← Blog

Each Action Allowed. The Sequence Wasn't.

Banks figured this out decades ago. Credit card authorisation is per-transaction and deterministic: when the card swipes, the network has a few hundred milliseconds to render an approve, decline, or refer decision against the policy and account state in force at that moment. Fraud investigation is a different job. It runs separately, post-hoc, across the transaction stream. It looks at sequences of authorised transactions and produces findings: cards that should now be flagged, accounts that warrant additional verification, patterns that should change policy. The investigation does not rewrite past authorisations. It creates new evidence that future authorisations can require.

The temptation in autonomous AI governance is to reproduce the per-transaction half of that architecture without building the investigation half alongside it. An agent reads a restricted database. It summarises the records through a model and writes the summary to memory. It publishes the result to a broadly accessible dashboard. Each action is individually authorised; each receipt shows ALLOW. Together, they produce an effect nobody would have authorised if asked about it directly. The individual decisions are correct; the sequence they form is not. The breach is in the aggregate.
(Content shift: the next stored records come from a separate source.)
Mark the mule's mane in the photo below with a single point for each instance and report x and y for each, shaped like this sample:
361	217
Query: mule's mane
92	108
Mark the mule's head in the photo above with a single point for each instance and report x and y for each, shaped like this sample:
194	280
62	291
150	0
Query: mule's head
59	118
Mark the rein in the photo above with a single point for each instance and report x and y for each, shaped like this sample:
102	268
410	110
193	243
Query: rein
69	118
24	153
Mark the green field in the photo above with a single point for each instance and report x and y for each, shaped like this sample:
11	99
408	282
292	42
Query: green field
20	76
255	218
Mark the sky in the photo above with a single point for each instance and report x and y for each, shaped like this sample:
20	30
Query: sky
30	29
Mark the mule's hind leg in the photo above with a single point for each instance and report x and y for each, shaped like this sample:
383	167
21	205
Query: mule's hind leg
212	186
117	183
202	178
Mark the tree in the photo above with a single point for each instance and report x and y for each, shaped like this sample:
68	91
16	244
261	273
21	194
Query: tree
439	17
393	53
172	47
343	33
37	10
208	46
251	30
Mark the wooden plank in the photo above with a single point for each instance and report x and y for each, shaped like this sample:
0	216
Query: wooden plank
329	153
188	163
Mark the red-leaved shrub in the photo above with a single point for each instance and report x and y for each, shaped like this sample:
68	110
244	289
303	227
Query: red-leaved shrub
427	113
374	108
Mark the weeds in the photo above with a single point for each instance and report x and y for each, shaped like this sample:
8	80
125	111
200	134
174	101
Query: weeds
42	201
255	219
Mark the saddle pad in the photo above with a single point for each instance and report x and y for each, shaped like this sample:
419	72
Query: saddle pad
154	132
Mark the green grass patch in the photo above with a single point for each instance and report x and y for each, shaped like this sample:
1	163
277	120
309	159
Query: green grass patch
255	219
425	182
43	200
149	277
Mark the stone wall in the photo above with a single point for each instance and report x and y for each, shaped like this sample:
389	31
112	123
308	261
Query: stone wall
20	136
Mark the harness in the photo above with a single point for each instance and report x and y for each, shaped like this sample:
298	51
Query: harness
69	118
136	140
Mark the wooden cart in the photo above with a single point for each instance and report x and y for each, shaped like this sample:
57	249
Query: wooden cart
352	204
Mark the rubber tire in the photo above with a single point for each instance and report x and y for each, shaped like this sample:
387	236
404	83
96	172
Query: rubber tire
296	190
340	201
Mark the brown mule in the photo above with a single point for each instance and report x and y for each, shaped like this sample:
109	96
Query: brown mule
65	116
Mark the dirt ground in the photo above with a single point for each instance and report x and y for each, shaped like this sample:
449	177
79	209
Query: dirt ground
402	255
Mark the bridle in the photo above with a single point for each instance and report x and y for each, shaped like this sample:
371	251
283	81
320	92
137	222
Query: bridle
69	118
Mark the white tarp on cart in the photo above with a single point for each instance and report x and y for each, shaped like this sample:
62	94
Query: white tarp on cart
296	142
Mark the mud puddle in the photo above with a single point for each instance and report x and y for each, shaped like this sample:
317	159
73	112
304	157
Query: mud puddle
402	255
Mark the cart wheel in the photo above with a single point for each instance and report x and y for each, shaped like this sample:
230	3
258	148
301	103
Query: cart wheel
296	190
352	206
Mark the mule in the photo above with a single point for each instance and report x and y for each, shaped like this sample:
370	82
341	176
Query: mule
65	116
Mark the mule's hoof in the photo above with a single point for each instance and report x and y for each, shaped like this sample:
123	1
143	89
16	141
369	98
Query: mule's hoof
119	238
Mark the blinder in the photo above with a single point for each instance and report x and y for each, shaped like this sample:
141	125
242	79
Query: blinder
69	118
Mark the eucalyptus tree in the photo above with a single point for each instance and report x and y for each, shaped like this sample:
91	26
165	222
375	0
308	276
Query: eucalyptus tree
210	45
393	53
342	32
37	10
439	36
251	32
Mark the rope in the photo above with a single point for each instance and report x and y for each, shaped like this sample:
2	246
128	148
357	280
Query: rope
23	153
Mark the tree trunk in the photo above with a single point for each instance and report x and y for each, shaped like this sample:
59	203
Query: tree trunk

This is a class of governance failure for autonomous AI systems that does not look like a failure in any single evaluation. The response sits on a separate plane from single-action enforcement. Banks did this by separating authorisation from investigation. Autonomous AI governance has to do the same thing, and the trap on offer is the one banks were tempted by: fold fraud detection into the authorisation decision. That fold is what breaks the property of the enforcement layer the system cannot afford to give up.

The fix is structural: the second question gets its own plane, one that reads the evidence chain after evaluation, finds the patterns the per-action layer cannot see, and feeds its findings back into governance through a declared input rather than a silent override.

Two Questions, Two Planes

The first question is whether this specific action, attempted by this agent under its current delegation, is permitted by the policy in force. The evaluation runs at the action boundary against policy and delegation at the moment of execution, and produces a determinate result: ALLOW, DENY, or ESCALATE. The evidence it leaves is a receipt naming the action, the delegation, the policy, and the decision. That receipt is enough to reconstruct the decision later.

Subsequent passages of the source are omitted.